Thursday, October 08, 2009, posted by Q6 at 2:06 PM
I can't remember the last time I started a book and didn't finish it. Even if a book sucks, I'll plod through to the end (hoping it will make a sudden qualitative upturn, or else to be able to complain about the entire book when I'm done). In this case, though, I couldn't do it.

The risk you take when you read nonfiction: scientific processes may be explain in mind-numbing detail, historical happenings may include painful asides and irrelevant backstories, and opinionated essays sometimes rant for fifty pages to make a ten page argument. Sadly, the book I was reading did all of the above.

That's not to say that Nassim Nicholas Taleb's The Black Swan: The Impact of the Highly Improbable isn't a good book. The premise--that there are certain things in this world that cannot be predicted at all--is a good one, and there are some great explanations, good points made about how we interpret indicators, and some very simple examples of why we really can't trust a lot of the predictions we tend to make. There are also, however, long-winded rants about philosophical theory, constant references to the author's personal upbringing and former career, and (coming in around the 66% mark--I was reading on the Kindle) a banal narrative about applying his theory to reality . . . one that seemed, when I put the book down, without end. All in all, this book was in deperate need of a red pen and should have been about half its length.

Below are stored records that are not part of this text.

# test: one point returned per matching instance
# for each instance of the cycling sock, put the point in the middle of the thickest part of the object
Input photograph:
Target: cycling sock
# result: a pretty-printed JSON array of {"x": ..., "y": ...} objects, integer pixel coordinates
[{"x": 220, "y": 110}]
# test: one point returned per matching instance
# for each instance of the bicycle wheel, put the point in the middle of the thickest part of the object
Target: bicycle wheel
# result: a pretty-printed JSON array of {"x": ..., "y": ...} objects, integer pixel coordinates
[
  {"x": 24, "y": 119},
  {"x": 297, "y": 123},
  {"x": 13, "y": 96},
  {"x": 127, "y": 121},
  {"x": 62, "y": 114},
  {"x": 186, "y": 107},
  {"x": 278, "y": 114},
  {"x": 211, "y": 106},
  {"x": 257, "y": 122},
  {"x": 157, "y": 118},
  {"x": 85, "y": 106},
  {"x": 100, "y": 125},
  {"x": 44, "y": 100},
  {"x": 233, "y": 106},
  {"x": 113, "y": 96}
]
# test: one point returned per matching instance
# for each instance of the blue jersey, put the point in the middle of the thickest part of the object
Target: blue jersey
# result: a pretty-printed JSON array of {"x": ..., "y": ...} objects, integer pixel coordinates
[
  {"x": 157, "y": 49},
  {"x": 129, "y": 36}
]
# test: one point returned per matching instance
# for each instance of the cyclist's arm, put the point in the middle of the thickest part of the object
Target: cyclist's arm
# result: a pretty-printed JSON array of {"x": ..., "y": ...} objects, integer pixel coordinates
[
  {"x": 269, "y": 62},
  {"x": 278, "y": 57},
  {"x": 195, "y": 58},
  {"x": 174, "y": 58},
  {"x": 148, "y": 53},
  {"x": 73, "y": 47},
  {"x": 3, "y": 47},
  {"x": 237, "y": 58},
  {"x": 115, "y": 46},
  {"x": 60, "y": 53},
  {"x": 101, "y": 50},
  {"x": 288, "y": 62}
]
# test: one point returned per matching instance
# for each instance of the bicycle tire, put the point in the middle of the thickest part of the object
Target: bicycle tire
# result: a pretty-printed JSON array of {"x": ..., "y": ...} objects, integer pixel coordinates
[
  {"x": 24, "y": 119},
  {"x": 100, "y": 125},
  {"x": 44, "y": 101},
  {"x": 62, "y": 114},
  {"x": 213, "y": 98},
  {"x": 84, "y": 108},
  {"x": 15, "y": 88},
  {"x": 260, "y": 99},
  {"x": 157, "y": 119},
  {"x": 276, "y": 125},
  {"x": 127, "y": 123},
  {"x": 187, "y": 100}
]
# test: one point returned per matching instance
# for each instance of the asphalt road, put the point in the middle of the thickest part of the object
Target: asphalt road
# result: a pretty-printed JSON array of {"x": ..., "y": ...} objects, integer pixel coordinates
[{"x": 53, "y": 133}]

I feel just a little bit like a failure, having put the book down without finishing it. In a way, I feel like the book won. Which is a stupid way to think, really.

What have I learned from reading this book? I've learned two things: (1) we probably never could have predicted 9/11, only reacted in the aftermath, and anyone who had suggested (on 9/10 or before) that we make cockpit doors lockable and bulletproof would have been dismissed as over precautionary; (2) when I decide to put down a book and not finish it, I must not take it as a personal failure and just move on.

So I've picked up Aldous Huxley's Brave New World, and after that I'll read Orwell's 1984. It's been 20+ years since I've read either one, so they'll both seem new to me.